L’autotrasporto tutto – vale a dire tutte le associazioni di categoria in modo congiunto – esprime soddisfazione per il successo dell’operazione Petrol-Mafie Spa, un’inchiesta condotta dalle Direzioni distrettuali Antimafia di Napoli, Roma, Reggio Calabria e Catanzaro, con il coordinamento della Direzione nazionale Antimafia e Antiterrorismo, che ha fatto emergere una gigantesca convergenza di strutture e pianificazioni mafiose e ha portato a smascherare una delle più grandi frodi fiscali nel contrabbando di carburanti per autotrazione. Un mercato illegale e parallelo, stimato dal 10 al 20% del prodotto movimentato in Italia (3 miliardi di litri), sottraendo all’erario qualcosa come sei miliardi di euro.
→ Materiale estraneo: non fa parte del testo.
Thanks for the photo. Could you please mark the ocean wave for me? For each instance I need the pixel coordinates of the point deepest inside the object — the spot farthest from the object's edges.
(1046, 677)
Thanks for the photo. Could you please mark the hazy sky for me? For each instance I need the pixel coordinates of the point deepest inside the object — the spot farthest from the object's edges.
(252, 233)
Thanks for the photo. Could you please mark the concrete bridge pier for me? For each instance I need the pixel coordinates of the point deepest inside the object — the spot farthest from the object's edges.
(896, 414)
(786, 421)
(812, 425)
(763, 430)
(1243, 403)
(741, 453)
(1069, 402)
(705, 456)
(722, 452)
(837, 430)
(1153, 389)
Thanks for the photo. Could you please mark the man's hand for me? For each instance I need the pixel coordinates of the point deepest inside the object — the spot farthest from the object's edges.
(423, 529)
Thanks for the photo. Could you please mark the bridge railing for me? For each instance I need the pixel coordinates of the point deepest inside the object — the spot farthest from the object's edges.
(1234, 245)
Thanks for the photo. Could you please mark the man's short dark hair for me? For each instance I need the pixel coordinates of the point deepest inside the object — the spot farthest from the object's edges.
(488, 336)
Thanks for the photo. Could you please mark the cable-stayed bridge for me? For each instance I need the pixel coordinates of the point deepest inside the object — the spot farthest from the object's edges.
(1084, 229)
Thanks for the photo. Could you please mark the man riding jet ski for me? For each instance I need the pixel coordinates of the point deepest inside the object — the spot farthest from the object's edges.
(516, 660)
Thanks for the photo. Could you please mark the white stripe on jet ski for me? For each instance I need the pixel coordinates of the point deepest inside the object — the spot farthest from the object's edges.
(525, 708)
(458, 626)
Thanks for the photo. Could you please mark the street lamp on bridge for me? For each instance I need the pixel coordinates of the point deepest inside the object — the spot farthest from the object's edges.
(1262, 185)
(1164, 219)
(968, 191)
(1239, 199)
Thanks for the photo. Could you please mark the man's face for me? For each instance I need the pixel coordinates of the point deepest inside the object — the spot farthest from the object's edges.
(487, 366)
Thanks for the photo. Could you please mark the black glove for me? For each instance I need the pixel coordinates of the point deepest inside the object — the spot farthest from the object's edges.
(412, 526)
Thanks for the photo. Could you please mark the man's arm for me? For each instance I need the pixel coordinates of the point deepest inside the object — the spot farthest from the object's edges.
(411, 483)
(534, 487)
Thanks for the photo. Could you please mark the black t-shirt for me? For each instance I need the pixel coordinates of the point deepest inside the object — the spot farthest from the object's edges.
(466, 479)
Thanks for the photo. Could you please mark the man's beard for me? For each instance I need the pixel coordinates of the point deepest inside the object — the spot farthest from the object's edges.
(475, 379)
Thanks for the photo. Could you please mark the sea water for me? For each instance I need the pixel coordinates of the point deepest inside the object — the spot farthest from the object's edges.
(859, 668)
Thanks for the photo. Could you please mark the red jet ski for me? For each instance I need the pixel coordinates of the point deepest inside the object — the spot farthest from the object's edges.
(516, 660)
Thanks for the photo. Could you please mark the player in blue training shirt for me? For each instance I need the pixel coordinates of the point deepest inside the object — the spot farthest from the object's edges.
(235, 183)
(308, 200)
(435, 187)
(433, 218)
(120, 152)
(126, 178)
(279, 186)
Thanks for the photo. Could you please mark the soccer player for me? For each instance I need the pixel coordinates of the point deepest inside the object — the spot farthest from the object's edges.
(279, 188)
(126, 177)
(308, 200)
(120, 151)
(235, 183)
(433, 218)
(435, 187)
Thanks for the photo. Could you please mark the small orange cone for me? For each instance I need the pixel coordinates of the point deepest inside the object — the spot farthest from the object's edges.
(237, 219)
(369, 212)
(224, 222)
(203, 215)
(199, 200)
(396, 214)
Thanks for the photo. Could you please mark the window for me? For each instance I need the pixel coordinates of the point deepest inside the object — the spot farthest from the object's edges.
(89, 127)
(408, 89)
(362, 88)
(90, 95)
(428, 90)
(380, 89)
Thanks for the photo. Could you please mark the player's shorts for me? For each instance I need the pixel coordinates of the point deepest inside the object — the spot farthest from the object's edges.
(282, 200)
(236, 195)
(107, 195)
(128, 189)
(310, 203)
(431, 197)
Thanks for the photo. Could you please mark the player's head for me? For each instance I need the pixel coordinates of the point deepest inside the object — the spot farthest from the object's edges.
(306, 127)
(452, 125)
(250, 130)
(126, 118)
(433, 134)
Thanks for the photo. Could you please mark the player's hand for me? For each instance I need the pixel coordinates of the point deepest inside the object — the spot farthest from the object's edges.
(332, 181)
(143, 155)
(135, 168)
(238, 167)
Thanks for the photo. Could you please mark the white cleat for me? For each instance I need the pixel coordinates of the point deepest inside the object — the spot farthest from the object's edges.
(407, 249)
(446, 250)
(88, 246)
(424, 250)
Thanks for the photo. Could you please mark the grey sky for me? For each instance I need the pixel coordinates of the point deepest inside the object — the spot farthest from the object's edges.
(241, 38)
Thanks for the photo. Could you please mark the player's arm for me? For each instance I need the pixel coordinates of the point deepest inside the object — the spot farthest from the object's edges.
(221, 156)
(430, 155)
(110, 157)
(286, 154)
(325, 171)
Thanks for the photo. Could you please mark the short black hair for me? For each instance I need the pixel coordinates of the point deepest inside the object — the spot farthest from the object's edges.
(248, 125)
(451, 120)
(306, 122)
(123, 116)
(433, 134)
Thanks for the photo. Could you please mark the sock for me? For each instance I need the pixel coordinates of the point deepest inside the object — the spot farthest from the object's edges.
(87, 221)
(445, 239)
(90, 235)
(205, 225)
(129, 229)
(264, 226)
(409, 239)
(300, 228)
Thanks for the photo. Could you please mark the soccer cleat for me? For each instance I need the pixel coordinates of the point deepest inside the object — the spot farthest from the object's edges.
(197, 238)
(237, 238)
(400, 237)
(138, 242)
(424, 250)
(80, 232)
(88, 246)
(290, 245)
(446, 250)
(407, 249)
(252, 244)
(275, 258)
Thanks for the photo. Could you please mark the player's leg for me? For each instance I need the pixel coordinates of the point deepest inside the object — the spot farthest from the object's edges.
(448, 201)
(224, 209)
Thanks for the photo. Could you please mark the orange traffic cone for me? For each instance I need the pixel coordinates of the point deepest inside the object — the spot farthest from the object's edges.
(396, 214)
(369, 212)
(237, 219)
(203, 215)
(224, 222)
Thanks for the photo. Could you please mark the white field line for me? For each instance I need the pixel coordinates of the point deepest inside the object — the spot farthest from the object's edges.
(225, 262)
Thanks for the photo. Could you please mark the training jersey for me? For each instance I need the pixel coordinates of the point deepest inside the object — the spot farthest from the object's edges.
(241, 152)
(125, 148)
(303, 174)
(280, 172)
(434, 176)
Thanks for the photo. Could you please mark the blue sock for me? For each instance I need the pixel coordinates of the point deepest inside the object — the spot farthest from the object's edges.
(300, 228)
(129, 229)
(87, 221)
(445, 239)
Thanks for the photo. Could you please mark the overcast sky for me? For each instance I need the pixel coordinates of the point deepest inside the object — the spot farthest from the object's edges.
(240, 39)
Una fetta di introiti che aveva indotto evidentemente le mafie siciliana, calabrese e campana a una collaborazione proficua, gestita con le tradizionali tecniche della malavita, vale a dire con minacce dirette a operatori onesti per arrivare a controllare l’intera filiera, dal deposito alla stazione di servizio.
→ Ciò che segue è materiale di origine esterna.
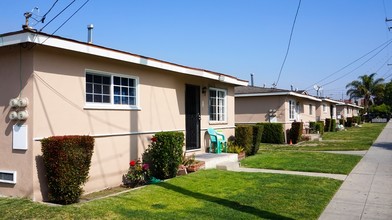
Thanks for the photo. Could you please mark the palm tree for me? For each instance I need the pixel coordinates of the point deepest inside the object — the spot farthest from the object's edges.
(366, 87)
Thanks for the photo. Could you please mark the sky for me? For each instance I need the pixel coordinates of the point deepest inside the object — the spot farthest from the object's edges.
(333, 42)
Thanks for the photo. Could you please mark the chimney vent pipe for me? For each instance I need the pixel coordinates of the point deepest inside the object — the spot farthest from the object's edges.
(90, 28)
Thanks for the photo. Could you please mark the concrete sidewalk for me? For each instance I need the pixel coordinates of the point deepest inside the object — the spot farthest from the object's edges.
(367, 191)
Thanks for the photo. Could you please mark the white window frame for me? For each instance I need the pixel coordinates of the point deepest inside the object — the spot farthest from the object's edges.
(224, 112)
(13, 173)
(292, 109)
(111, 105)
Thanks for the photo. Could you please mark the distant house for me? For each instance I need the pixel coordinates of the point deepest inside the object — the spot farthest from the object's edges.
(326, 109)
(121, 99)
(257, 104)
(347, 109)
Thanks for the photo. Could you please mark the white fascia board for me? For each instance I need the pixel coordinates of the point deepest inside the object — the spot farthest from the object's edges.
(279, 94)
(112, 54)
(331, 101)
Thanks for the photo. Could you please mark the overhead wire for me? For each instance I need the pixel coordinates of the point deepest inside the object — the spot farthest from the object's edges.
(351, 63)
(58, 14)
(67, 20)
(289, 44)
(358, 66)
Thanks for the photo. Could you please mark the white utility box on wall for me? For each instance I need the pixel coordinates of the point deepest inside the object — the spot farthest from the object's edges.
(19, 137)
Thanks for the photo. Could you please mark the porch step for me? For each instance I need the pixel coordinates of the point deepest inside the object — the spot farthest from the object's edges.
(212, 160)
(228, 165)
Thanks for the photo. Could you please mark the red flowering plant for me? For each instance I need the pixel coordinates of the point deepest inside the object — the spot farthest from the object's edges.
(138, 174)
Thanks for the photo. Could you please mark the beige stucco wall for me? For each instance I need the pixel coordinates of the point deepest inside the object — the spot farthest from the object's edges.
(15, 73)
(255, 109)
(57, 92)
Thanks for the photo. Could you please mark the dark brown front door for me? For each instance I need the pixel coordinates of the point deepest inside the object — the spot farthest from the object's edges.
(192, 114)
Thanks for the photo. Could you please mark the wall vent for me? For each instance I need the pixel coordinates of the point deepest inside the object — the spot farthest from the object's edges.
(7, 176)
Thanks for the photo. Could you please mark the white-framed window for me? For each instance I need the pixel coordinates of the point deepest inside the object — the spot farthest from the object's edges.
(108, 90)
(292, 108)
(217, 105)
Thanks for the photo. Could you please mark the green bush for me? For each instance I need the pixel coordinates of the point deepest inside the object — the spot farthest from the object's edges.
(164, 154)
(349, 122)
(296, 132)
(327, 126)
(67, 161)
(357, 119)
(257, 134)
(320, 127)
(244, 138)
(333, 125)
(272, 133)
(312, 126)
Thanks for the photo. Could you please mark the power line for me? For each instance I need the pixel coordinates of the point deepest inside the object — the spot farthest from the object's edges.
(356, 60)
(358, 66)
(289, 44)
(58, 15)
(50, 9)
(66, 20)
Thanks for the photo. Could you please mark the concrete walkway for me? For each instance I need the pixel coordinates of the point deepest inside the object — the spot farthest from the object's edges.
(367, 191)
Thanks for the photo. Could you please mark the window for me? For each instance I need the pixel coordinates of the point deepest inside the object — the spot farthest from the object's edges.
(292, 107)
(7, 176)
(217, 104)
(111, 90)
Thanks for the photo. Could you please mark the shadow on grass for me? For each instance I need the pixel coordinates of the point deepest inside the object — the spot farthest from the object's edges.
(224, 202)
(385, 145)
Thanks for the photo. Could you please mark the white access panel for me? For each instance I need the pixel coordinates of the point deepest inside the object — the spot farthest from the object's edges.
(19, 137)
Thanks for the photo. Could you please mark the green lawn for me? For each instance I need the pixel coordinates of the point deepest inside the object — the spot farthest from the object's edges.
(302, 161)
(210, 194)
(355, 138)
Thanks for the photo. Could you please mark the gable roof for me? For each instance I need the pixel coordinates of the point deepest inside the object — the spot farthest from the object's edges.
(39, 38)
(252, 91)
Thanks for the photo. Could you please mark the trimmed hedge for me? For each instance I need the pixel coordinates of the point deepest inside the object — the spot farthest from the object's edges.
(257, 134)
(320, 127)
(333, 125)
(349, 122)
(244, 138)
(296, 132)
(357, 119)
(67, 161)
(328, 125)
(273, 133)
(164, 154)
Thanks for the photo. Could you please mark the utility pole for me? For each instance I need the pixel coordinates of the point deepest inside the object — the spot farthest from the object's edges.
(388, 20)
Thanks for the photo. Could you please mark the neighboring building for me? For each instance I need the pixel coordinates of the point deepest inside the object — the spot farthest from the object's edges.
(326, 109)
(257, 104)
(347, 109)
(121, 99)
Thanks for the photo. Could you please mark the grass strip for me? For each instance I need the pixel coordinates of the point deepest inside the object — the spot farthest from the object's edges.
(210, 194)
(302, 161)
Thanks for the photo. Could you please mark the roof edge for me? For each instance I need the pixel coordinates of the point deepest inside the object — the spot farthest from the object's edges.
(39, 38)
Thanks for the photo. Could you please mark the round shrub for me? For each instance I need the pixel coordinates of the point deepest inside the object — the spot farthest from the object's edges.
(67, 161)
(164, 154)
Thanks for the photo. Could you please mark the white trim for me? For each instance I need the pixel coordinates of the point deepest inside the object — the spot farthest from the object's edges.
(279, 94)
(95, 50)
(225, 105)
(8, 172)
(111, 105)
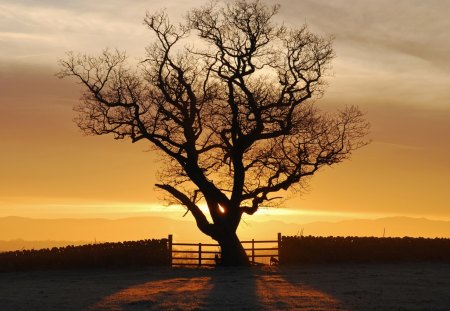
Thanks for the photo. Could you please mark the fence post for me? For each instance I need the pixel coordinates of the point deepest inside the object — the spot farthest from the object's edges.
(170, 249)
(279, 246)
(253, 251)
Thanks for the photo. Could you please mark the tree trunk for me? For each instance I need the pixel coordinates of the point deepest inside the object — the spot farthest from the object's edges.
(232, 251)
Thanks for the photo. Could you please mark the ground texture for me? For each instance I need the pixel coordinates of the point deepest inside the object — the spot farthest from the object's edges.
(412, 286)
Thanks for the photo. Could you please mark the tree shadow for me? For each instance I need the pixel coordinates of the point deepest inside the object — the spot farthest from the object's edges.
(233, 289)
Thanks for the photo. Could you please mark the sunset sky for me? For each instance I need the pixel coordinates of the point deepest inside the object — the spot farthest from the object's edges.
(393, 60)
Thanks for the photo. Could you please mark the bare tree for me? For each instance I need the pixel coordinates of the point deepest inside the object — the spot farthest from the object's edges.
(232, 112)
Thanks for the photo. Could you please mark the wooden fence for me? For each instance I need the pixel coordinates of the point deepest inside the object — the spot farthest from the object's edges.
(204, 254)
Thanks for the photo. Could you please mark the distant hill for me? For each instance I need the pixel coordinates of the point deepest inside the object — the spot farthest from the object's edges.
(42, 233)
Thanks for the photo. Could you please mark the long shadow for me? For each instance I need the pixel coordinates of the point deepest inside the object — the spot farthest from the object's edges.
(381, 286)
(103, 289)
(233, 288)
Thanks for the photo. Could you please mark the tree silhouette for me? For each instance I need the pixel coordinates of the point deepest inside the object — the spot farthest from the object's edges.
(231, 110)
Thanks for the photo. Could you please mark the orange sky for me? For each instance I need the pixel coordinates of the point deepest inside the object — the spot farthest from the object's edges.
(393, 60)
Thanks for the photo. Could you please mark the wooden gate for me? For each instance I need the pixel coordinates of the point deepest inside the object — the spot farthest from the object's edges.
(260, 252)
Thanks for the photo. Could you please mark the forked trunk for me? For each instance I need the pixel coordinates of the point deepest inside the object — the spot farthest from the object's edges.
(232, 251)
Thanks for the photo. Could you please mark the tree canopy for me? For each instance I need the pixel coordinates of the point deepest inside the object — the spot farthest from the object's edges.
(227, 97)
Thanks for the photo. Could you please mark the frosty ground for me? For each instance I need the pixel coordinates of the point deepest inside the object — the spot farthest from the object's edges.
(411, 286)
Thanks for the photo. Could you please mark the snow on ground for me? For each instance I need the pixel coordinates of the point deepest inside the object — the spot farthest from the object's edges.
(412, 286)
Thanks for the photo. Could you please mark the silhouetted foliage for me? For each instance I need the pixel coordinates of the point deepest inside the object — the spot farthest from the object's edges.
(232, 115)
(310, 249)
(103, 255)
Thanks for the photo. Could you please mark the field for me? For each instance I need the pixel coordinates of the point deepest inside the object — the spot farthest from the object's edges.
(399, 286)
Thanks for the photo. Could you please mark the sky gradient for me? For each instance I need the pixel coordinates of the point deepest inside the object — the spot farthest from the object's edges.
(393, 60)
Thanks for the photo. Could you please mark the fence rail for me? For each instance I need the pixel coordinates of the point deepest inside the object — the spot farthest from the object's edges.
(195, 257)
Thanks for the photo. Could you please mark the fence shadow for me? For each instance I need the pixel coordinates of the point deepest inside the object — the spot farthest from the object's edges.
(233, 289)
(376, 286)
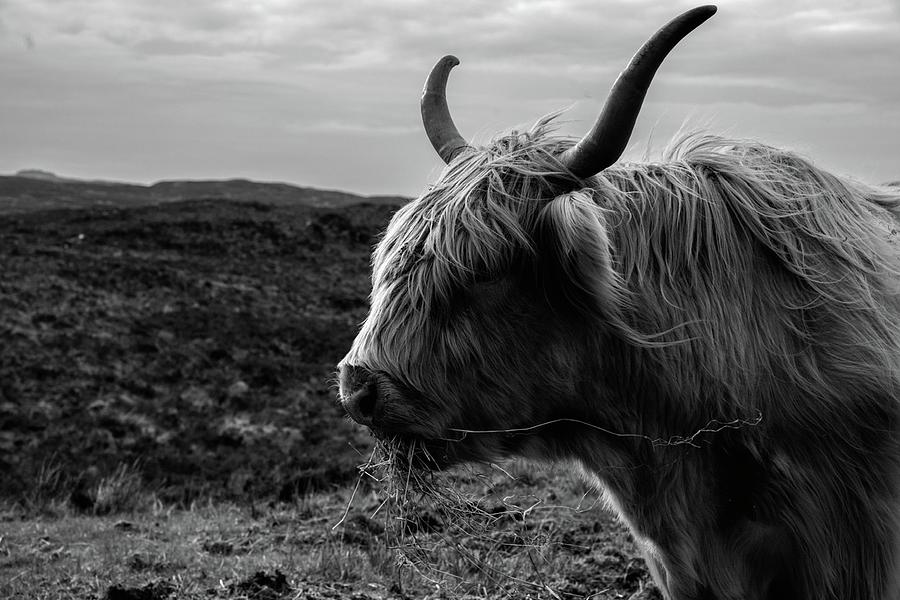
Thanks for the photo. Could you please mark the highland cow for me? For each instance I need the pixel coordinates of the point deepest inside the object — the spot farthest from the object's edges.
(713, 339)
Più precisamente l’inchiesta ha fatto emergere un’importazione illegale di gasolio proveniente dall’estero, fatto entrare in Italia con una falsa documentazione che serviva a qualificarlo come oli minerali – in modo da evitare il versamento delle accise – depositato poi in impianti illegali tra Calabria e Sicilia e alla fine essere rivenduto al dettaglio attraverso i normali canali di vendita del gasolio.
Una truffa ai danni dell’Erario che non si ferma qui, perché gli inquirenti ne hanno individuato anche un’altra, organizzata da imprenditori calabresi, romani e campani – tutti affiliati alla malavita – che acquistavano carburante agricolo per rivenderlo come carburante per autotrazione, intascando in questo modo le differenze del rimborso delle accise.
I numeri
Per avere un’idea di quale giro d’affari creava il traffico illegale del carburante bisogna considerare che, soltanto tra il 2018 e il 2019, aveva condotto alla vendita di circa sei milioni di litri di prodotto, con un’evasione dell’accisa per 1.862.669,29 euro e un’evasione di Iva per 618.589,68 euro per omessa dichiarazione, oltre alla emissione di fatture per operazioni inesistenti per 249.826,97 euro.
Tutto questo «ai danni di quelle imprese di autotrasporto di carburanti e combustibili – scrivono Anita, Assotir, Confartigianato Trasporti, FAI-Conftrasporto,
Fedit, Fiap, Fita-CNA, SNA-Casa Artigiani, Unitai – che da sempre hanno operato nel pieno della legalità e che si sono visti sottrarre, a causa di questa frode, ingenti volumi di carburante da trasportare, oltre ad aver subito una concorrenza sleale da parte di vettori totalmente disinteressati ai costi di esercizio e alle più elementari norme di legalità e sicurezza».
Le associazioni di categoria rinnovano poi la loro collaborazione a tutti gli attori della filiera affinché tale operazione costituisca «il nuovo punto di partenza per bonificare definitivamente tale mercato e ripristinare quelle garanzie che la collettività si attende da un trasporto di qualità e in sicurezza». A tale scopo, reputano sia necessario «un rinnovato sforzo e un impegno responsabile, se non si vuole correre il rischio di spingere definitivamente fuori dal mercato proprio le imprese che lavorano in
sicurezza e nella legalità giocando a favore di quelle indifferenti a tali valori».